Passar pano é problemático porque não traz consciência para esses comportamentos, impedindo a percepção do impacto deles e, assim, não possibilita que eles sejam reavaliados.

Agora, o que é “não passar pano”?

É dar voadora? Rachar? Cancelar? Lacrar?

Muito já se disse da cultura do lacre, da cultura do cancelamento, etc. A questão, para mim não é se está certo ou errado lacrar ou cancelar ou o que quer que seja. É entender o que eu – eu, Letícia – quero fazer quando faço isso. O que está importante para mim quando eu ajo dessa forma.

Porque se o que eu preciso é expressar a minha dor e a minha indignação e a minha revolta, se eu quero ser vista e ouvida e quero que o que eu penso e sinto seja reconhecido como válido, legítimo e importante, lacrar, cancelar, etc., pode ser um meio de me trazer isso.

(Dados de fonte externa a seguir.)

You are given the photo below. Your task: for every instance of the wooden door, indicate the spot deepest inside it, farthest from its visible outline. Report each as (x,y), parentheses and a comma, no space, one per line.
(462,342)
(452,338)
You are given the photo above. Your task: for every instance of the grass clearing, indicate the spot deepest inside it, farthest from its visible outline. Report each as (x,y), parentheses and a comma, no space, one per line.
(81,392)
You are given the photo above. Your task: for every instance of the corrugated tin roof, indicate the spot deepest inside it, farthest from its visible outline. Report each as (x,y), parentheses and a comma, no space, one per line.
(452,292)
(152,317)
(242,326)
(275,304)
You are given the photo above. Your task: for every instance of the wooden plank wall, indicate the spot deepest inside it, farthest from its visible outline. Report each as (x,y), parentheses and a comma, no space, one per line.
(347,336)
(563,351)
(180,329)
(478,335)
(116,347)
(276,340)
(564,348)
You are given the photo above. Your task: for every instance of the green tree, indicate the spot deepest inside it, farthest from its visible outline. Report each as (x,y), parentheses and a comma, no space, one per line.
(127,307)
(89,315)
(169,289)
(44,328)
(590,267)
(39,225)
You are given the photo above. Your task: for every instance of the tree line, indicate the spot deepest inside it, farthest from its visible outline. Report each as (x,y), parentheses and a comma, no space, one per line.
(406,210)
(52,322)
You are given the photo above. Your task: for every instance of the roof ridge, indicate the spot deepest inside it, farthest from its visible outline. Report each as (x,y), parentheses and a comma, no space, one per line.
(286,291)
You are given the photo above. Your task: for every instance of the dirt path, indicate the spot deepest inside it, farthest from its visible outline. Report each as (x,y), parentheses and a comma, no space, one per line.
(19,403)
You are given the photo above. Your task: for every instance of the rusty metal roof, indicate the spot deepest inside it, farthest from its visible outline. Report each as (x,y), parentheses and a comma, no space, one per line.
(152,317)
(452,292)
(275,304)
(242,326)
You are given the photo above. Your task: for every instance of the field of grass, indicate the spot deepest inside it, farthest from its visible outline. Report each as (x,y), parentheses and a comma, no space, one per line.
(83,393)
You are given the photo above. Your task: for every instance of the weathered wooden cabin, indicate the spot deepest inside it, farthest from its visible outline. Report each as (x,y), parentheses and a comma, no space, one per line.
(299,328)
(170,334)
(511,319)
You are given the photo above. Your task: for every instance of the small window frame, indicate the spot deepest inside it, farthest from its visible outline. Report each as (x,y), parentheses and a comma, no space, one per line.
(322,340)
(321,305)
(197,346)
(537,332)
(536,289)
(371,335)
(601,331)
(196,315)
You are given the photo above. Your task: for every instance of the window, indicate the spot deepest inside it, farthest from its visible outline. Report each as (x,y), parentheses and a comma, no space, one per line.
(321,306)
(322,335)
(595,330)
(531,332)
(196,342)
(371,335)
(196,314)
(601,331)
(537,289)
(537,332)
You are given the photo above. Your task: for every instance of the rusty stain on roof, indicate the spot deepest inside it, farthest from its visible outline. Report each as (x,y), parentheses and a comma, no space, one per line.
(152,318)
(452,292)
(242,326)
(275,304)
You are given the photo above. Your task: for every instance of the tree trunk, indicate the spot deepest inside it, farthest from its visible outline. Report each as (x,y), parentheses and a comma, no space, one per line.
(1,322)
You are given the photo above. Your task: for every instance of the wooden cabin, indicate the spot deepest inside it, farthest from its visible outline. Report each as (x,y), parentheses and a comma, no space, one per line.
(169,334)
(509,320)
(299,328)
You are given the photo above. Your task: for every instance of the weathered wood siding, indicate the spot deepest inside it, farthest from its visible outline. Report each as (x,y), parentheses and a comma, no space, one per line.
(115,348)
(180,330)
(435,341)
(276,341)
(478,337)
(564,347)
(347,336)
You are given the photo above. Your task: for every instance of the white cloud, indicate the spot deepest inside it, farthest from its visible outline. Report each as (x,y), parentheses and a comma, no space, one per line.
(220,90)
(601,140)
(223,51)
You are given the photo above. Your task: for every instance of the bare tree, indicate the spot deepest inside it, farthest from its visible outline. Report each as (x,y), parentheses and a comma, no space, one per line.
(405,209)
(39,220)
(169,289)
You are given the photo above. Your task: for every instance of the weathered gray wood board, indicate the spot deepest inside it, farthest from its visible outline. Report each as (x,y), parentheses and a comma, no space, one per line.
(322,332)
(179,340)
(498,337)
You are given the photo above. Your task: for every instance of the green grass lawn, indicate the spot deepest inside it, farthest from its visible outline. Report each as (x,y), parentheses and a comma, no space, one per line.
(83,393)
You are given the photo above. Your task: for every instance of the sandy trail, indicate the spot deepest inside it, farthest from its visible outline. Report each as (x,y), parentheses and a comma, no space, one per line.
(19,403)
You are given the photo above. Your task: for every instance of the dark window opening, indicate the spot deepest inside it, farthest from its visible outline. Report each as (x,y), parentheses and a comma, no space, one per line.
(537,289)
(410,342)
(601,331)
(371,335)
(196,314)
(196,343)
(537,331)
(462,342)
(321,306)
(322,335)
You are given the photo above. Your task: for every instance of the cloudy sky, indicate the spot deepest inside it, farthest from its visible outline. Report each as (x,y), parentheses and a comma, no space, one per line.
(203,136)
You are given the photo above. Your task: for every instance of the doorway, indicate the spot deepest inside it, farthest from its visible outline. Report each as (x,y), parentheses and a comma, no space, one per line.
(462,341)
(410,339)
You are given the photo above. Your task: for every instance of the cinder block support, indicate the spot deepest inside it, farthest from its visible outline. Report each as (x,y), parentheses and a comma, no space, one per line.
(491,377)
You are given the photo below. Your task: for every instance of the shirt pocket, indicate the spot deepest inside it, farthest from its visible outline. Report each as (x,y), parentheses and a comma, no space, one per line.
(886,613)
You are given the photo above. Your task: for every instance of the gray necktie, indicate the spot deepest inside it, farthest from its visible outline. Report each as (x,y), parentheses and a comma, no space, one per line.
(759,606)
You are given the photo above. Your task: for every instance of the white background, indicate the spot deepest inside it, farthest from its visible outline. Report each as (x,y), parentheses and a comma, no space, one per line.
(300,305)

Se eu quero expressar solidariedade, lealdade, cuidado, carinho por alguém que se viu violentade por outra pessoa em um contexto de desnível de poder, também esse pode ser um meio de me trazer isso.

Mas, se o que eu quero é prevenir a conduta de ocorrer novamente no futuro, eu não vejo em que o cancelamento, a lacração, a rachação, etc. me ajudam. Porque, na prática, funcionam como punição. E, como expliquei acima, eu não acredito na punição como forma de transformação real de comportamento.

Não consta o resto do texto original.